Thèmes Bikour Holim

À savoir
Bikour Holim : une mitsva fondamentale de la Torah
Bikour Holim, la visite des malades, est l'une des mitsvot les plus importantes de la tradition juive. Elle s'inscrit dans le cadre plus large de la Gmilout 'Hassadim (bienfaisance envers autrui) et consiste à rendre visite au malade, à s'associer à sa souffrance, à améliorer son moral et à vérifier s'il a besoin d'aide.
Les sources dans la Torah et le Tanakh
Les sources de cette mitsva dans le Tanakh sont multiples.

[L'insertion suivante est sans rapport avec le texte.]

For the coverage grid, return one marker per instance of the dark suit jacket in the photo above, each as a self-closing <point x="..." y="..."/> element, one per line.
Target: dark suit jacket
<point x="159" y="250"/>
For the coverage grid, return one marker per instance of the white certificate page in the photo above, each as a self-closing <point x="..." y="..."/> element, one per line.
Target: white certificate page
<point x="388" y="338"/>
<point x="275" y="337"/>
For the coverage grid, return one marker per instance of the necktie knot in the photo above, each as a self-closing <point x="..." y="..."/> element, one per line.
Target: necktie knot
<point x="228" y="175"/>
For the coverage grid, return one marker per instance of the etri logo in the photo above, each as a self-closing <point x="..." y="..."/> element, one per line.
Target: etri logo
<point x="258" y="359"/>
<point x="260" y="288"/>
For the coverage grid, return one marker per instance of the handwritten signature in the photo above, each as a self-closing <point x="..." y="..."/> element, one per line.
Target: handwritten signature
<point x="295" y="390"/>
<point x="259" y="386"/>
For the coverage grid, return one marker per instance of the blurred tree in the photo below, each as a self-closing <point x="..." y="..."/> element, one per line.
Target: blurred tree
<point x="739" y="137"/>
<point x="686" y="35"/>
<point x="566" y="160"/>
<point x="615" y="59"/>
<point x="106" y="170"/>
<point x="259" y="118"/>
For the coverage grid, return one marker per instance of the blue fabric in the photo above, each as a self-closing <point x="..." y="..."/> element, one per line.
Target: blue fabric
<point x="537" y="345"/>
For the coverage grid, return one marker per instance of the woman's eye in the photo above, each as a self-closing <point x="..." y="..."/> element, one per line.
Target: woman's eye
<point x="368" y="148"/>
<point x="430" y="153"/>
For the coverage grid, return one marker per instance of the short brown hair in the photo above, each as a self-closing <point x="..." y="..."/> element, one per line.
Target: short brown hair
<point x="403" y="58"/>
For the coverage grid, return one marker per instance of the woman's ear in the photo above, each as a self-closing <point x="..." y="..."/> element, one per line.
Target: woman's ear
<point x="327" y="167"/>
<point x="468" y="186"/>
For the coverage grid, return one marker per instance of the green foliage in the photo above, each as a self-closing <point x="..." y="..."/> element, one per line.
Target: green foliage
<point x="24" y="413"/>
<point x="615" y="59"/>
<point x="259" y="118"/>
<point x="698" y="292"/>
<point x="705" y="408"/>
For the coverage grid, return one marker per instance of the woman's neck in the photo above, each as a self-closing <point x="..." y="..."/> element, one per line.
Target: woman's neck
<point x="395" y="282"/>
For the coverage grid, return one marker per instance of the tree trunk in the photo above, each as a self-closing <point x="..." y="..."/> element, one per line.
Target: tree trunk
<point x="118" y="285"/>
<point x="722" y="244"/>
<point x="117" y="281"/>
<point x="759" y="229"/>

Les Sages (Hazal) enseignent que lorsqu'Avraham Avinou se remettait de sa circoncision, D.ieu Lui-même lui rendit visite - acte fondateur de cette mitsva. Le verset « Vedarkam yelekhoun bah » (Chémot 18, 20) est interprété dans le Talmud Bavli (traité Baba Metsia, folio 30b) comme une allusion directe au Bikour Holim. Le prophète Yecha'yahou visitant Hizkiyahou roi de Yéhouda lors de sa maladie (Melakhim II, ch. 20) en est une autre illustration.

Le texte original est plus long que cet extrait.